## PAM50-normalized-metrics - figures

To start this Jupyter notebook, run the following commands in your terminal

```
conda create --name jupyter
conda activate jupyter
conda install jupyterlab matplotlib seaborn pandas plotly
pip install ipynb
# to save images, install also kaleido
pip install -U kaleido
jupyter lab
```

In [1]:
# Import libraries
import numpy as np
import pandas as pd
import seaborn as sns
import matplotlib.pyplot as plt

from utils import fetch_data, read_metrics, create_subplot, create_subplot_hue, create_regplot

%matplotlib inline

You can read the source CSV files directly from the PAM50-normalized-metrics repository (https://github.com/spinalcordtoolbox/PAM50-normalized-metrics/tree/r20230222). 

BUT, the fetching of the source CSV files takes ~30s.

In [2]:
# from read_source_data_from_github import read_csv_files_from_github
# df = read_csv_files_from_github()
# number_of_subjects = len(df['participant_id'].unique().tolist())
# print(f'Number of subjects: {number_of_subjects}')

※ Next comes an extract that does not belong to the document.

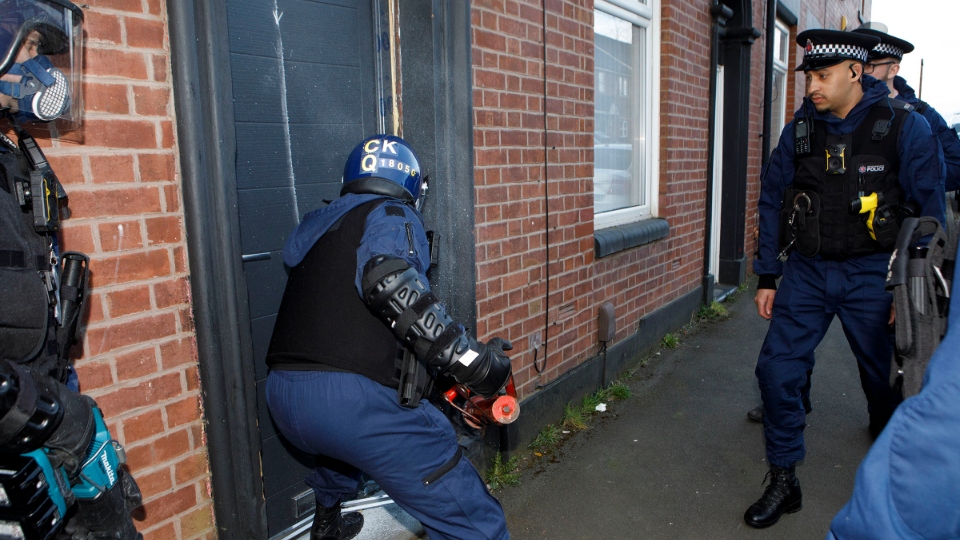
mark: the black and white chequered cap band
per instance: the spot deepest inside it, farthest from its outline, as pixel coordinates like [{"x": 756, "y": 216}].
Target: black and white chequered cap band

This is why we aggregated all individual single-subject CSV files into a one CSV file.

In [3]:
# Fetch data using repo2data
fetch_data()

---- repo2data starting ----
/Users/valosek/miniconda3/envs/jupyter/lib/python3.11/site-packages/repo2data
Config from file :
data_requirement.json
Destination:
./data/PAM50-normalized-metrics-neurolibre

Info : ./data/PAM50-normalized-metrics-neurolibre already downloaded


In [4]:
# Define path
file_spine_generic_aggregated_metrics = 'data/PAM50-normalized-metrics-neurolibre/PAM50-normalized-metrics-neurolibre/spine-generic_subjects_aggregated_metrics.csv'
# Note: data/spine-generic_subjects_aggregated_metrics.csv was generated by the following lines:
# https://github.com/spinalcordtoolbox/PAM50-normalized-metrics/blob/dad996831a0b98c2850ffa288981b8b12008e46e/statistics/generate_figures.py#L601-L602

# Read the CSV file with aggregated metrics for all subjects 
df = read_metrics(file_spine_generic_aggregated_metrics)

In [5]:
number_of_subjects = len(df['participant_id'].unique().tolist())
print(f'Number of subjects: {number_of_subjects}')

Number of subjects: 203


In [6]:
create_subplot(df, output='save', output_fname='figure2.png')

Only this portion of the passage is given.